Medelina’s statement was delivered at a research dissemination event titled “Climate Change Policy Landscape in Indonesia: Critical Reflection, Central-Regional Relations, and Challenges.”
She explained that based on CSIS findings, climate policy management at both central and regional levels has not performed optimally due to overlapping jurisdictions, weak coordination among regional governments and between central and regional governments, and limited technical capacity.
“Yet ignoring climate change is not a cost-saving solution. The costs of disasters, infrastructure damage, agricultural productivity losses and public health impacts would be far more expensive,” she said.
Additionally, regions face pressure from resource and mineral-based investment, short-term development needs, and limited capacity to design adaptation and mitigation policies.
Medelina stressed the importance of bold and visionary regional leadership, including strengthening oversight of natural resource exploitation such as forests, mines and land.
“Excessive exploitation of forests, mines and land, oriented solely towards corporate profit and interests, often results in disaster for communities,” she said.
According to her, climate justice must be a priority concern, given that groups contributing least to emissions are often the most affected, such as smallholder farmers, traditional fishers, coastal communities, women and other vulnerable groups.
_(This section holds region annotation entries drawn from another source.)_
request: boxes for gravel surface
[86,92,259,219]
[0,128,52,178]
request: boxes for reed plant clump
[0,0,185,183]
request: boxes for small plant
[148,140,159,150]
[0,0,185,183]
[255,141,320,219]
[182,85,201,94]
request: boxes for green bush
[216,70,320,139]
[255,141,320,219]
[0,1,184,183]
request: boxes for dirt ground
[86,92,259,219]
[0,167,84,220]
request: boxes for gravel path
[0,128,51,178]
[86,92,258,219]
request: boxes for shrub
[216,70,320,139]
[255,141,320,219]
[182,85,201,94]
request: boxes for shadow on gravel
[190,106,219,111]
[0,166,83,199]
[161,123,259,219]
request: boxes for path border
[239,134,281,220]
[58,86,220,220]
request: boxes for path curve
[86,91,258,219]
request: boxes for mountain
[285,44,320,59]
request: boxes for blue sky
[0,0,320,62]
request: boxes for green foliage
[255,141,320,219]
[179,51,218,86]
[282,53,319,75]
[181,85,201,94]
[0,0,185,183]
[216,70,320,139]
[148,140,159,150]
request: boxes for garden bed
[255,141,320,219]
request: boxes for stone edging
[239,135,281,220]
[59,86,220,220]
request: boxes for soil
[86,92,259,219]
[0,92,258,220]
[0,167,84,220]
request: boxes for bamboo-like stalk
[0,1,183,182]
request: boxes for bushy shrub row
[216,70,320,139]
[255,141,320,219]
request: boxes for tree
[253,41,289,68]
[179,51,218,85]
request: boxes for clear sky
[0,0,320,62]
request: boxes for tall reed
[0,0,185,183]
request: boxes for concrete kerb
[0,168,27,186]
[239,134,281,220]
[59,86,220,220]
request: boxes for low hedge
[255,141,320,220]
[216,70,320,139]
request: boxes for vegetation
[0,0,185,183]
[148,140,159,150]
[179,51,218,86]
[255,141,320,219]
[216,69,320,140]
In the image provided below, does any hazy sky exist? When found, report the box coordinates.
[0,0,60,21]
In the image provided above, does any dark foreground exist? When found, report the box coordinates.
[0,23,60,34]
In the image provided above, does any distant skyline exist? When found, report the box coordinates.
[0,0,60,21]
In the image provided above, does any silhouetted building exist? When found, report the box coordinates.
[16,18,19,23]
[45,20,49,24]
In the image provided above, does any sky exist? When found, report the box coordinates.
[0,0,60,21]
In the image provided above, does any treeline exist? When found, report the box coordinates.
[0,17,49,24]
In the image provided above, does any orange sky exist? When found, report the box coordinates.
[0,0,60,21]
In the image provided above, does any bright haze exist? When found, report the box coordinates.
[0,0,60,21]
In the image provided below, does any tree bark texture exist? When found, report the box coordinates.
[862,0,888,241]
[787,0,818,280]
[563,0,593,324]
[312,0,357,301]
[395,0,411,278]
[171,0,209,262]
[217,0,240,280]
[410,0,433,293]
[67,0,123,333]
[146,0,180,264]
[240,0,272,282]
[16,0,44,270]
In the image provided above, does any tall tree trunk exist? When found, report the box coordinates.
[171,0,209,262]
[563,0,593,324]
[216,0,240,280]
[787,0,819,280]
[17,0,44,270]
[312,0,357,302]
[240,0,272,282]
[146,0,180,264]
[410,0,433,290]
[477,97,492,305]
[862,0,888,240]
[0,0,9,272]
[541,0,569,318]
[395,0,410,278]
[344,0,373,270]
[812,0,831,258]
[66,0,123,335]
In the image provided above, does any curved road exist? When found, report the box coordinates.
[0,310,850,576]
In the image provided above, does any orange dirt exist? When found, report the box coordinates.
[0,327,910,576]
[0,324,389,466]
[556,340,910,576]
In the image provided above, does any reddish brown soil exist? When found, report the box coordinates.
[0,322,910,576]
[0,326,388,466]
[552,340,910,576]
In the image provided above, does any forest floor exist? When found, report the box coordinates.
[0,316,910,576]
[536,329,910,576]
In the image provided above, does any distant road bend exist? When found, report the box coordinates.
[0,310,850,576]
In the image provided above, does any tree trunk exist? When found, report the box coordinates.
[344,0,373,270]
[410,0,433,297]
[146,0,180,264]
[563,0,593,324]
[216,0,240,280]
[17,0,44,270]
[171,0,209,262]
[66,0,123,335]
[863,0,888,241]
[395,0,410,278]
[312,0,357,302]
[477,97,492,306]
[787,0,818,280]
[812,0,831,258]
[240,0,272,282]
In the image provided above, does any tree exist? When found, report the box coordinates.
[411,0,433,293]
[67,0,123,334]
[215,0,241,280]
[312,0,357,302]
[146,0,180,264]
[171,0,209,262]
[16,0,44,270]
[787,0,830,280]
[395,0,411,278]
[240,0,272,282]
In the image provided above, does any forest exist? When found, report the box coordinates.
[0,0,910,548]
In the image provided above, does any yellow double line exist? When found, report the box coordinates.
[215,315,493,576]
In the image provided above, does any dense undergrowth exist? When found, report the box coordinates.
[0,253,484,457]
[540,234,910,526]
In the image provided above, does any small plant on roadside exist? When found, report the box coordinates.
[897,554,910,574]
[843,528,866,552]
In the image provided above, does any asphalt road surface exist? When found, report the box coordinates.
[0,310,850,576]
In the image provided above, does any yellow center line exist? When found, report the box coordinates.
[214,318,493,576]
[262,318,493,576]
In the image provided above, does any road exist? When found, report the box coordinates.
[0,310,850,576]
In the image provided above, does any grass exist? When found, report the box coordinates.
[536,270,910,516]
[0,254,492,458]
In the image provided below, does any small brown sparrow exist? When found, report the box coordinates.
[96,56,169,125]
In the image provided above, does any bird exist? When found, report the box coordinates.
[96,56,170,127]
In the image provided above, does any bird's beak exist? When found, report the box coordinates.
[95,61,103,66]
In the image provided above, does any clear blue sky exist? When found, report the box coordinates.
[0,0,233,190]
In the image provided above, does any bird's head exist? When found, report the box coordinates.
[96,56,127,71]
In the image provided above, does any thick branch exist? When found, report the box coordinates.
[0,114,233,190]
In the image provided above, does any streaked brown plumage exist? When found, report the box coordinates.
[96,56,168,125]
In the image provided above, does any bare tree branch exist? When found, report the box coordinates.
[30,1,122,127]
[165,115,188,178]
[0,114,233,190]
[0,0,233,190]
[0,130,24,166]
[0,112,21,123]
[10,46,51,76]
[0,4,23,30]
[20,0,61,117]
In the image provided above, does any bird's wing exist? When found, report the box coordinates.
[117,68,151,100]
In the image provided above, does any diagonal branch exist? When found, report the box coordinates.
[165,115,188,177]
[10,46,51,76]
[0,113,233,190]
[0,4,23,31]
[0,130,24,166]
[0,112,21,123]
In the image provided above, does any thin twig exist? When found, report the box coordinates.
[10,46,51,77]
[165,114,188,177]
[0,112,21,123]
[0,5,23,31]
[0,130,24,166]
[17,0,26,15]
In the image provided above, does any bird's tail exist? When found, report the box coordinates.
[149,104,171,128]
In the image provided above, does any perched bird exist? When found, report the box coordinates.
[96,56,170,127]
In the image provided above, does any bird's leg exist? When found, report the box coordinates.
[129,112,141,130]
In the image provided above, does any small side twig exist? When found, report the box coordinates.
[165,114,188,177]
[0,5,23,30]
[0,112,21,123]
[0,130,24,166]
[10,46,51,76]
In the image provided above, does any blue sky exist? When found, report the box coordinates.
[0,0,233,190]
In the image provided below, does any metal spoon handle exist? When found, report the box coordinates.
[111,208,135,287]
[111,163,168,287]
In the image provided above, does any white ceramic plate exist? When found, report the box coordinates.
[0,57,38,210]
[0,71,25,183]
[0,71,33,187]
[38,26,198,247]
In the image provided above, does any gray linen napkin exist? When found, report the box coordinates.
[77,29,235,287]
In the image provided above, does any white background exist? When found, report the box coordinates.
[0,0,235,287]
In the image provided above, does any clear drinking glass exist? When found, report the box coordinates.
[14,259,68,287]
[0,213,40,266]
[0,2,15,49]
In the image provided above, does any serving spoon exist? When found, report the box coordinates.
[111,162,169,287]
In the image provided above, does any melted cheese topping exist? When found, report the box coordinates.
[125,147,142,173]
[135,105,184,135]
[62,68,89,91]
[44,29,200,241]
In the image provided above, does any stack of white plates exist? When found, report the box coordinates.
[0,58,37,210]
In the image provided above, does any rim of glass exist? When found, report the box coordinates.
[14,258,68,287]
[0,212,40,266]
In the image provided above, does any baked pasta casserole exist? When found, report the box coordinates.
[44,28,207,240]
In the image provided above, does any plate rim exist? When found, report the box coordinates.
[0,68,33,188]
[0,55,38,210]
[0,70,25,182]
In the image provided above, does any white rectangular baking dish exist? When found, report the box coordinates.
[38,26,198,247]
“If climate policy focuses solely on emission reduction targets without paying attention to the distribution of its social impacts, we risk creating new injustices,” she said.
These research findings, she noted, serve as input for the process of drafting a climate change governance law currently being debated in the Indonesian Parliament.
Future regulations are seen as needing to clarify the division of authority between central and regional governments, strengthen climate justice principles, emphasise the importance of adaptation, and build strong accountability mechanisms.